Disclaimer : I am not an expert, this is only a small contribution from a self(internet)-taught beginner with AWS who wants to synthesize what he’s learned. And I’m happy to learn even more if this is incorrect or (surely) improvable.
UPDATE Feb 22nd 2017 : I created another AMI, mainly with Tensorflow 1.0 and for p2 instances rather than g2. To use it, replace
vict0rsch-2.0, North California by North Virginia and g2 by p2 in the following text. See the AMI’s details here.
UPDATE 2 Feb 15th 2018 : As Amazon’s Deep Learning AMI is decent and comes with everything installed there is no need for me to go on with creating those, use theirs in the following tutorial!
- Launch your Amazon GPU instance
- Before you go
- In a nutshell
- Selecting an AMI
- Lauching the instance
- Connecting to the instance
- End of work
- Improvements + Update form
- Using Tensorboard on the remote AWS instance
Launch your Amazon GPU instance
The purpose here is to get you to launch an Amazon instance from an AMI.
What the hell is an AMI? It is an Amazon Machine Image, which basically describes the software installed on a machine. So here we are going to launch a pre-configured instance.
It will (mainly) have :
- Ubuntu Server 16.04 as OS
- Anaconda 4.2.0 (scientific Python distribution)
- Python 3.5
- Cuda 8.0 (“parallel computing platform and programming model”, used to send code to the GPU)
- cuDNN 5.1 (Cuda’s library for Deep Learning used by Tensorflow and Theano)
- Tensorflow 0.12 for Python 3.5 and GPU-enabled
- Keras 1.1.2 (use with Tensorflow backend)
This AMI can be seen as a list of softwares, it does not specify the hardware you are going to use. Therefore the 3 main steps of this tutorial will be :
- Select the AMI
- Select the Instance (hardware)
- Connect to it
Before you go
If you have never launched an EC2 instance (maybe if you’re changing region?) your EC2 instances limit is set to 0 by default.

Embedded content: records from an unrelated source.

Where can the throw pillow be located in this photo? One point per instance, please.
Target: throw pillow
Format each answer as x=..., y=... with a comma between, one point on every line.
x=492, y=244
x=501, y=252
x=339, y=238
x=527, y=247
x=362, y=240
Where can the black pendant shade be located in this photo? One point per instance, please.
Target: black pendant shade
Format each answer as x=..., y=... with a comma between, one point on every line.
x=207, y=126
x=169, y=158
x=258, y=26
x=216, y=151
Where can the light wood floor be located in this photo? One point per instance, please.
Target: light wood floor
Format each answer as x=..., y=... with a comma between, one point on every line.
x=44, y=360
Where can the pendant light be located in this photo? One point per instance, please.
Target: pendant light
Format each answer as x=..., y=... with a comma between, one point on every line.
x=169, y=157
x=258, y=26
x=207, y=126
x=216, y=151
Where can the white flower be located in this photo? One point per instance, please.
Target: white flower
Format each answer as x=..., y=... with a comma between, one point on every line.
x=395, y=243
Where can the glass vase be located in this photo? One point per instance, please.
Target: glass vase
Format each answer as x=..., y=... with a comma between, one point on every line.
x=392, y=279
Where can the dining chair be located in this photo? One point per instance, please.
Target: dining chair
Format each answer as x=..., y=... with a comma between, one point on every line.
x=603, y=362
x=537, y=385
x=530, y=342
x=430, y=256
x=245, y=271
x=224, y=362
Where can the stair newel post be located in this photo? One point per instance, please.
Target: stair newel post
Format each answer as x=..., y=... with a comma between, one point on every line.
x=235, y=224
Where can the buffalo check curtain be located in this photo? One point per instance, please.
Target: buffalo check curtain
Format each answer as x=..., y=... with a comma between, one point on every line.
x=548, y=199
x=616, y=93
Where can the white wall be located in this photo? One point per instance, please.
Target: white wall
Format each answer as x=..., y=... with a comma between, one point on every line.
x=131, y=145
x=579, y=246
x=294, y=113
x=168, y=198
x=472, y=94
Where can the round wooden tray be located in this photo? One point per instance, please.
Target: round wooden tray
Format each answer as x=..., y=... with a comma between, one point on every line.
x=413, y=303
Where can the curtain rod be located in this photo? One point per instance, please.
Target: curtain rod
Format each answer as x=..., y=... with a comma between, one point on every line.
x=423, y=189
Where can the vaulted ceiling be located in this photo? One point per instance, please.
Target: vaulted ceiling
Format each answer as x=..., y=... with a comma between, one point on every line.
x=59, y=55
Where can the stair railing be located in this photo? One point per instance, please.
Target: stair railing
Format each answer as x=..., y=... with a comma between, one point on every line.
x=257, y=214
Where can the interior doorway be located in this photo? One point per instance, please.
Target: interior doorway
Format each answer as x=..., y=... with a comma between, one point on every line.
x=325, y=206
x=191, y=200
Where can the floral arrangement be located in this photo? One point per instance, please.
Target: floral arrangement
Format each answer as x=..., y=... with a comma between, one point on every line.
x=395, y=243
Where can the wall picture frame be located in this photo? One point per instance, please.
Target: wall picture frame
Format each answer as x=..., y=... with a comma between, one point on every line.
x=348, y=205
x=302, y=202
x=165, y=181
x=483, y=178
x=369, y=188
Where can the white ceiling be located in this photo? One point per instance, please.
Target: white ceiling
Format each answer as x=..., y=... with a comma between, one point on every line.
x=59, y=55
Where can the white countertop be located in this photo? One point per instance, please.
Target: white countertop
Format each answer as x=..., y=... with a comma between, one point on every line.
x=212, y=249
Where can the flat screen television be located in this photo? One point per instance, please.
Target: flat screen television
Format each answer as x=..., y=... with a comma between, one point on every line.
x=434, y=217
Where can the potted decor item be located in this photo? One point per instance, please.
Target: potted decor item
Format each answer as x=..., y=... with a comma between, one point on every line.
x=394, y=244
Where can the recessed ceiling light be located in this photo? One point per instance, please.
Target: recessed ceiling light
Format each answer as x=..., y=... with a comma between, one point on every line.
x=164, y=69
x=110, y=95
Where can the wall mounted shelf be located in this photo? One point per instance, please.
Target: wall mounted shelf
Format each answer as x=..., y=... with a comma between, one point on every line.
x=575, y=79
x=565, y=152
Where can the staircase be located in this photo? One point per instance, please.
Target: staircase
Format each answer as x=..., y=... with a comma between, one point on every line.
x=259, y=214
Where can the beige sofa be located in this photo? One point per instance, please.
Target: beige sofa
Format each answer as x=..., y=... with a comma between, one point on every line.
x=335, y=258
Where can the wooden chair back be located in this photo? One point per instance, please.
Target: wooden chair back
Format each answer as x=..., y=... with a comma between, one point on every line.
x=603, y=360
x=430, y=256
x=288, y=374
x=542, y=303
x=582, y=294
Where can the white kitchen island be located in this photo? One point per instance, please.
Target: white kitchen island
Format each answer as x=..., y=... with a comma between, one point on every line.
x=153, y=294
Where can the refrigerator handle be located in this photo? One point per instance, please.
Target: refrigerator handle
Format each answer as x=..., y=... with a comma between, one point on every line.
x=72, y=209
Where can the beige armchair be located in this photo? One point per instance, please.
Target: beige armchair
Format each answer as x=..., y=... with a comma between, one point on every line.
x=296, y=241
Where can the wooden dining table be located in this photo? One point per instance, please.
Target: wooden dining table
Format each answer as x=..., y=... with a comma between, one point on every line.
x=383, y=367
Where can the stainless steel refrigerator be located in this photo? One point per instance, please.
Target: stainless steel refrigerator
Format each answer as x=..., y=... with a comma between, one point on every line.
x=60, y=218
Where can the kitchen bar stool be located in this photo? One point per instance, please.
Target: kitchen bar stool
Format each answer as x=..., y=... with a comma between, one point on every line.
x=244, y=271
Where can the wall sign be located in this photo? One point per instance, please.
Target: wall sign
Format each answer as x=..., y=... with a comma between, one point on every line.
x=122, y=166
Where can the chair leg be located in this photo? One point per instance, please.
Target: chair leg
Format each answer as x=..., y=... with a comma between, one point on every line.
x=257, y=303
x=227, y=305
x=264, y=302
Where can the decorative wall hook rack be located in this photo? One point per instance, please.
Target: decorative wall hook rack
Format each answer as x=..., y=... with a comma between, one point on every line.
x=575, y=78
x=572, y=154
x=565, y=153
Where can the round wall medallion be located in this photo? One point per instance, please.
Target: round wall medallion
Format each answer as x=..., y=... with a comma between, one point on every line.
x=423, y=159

Therefore at launch time, at the end of the whole process you’ll be prompted a “Launch Failed” error…
To save you some time here is what you’ve got to do : go to http://aws.amazon.com/contact-us/ec2-request and write them a nice message asking for a higher limit. I randomly asked for 3 and got 5. Maybe it’s standard. Don’t forget to select the right region as AMIs are region-specific. So is pricing.
I asked for a “Web” contact method and they got back to me in 2 business days. So if you’re in a hurry maybe the phone method is faster. I don’t know. People with experience could elaborate on that.
You can still try stuff with the micro free tier instances (which don’t have GPU).
In a nutshell
- Go to EC2 instances in North California region
- Set up Security group
- Download RSA private key
- Connect via ssh :
ssh -i key.pem ubuntu@address
Selecting an AMI
I assume you have created an AWS account. The AMI we are going to use (mine, feel free to comment on this) is located in the North California region. So be sure that once you get to the AWS Console you select North California in the top right corner.
Now in “Services” (top left) select EC2 and click that big beautiful blue button that says “Launch Instance”.
You’ll be asked to “Choose an Amazon Machine Image (AMI)”. On the left, click “Community AMIs”, look for
vict0rsch-1.0 and select it.
Lauching the instance
Choose an Instance Type
To speed up computation, we’ll use a GPU instance, so select a
g2.2xlarge instance. Now click on “Review and launch”
We need to define who’s gonna be able to connect to the instance (by default it can connect itself to any address via any protocol).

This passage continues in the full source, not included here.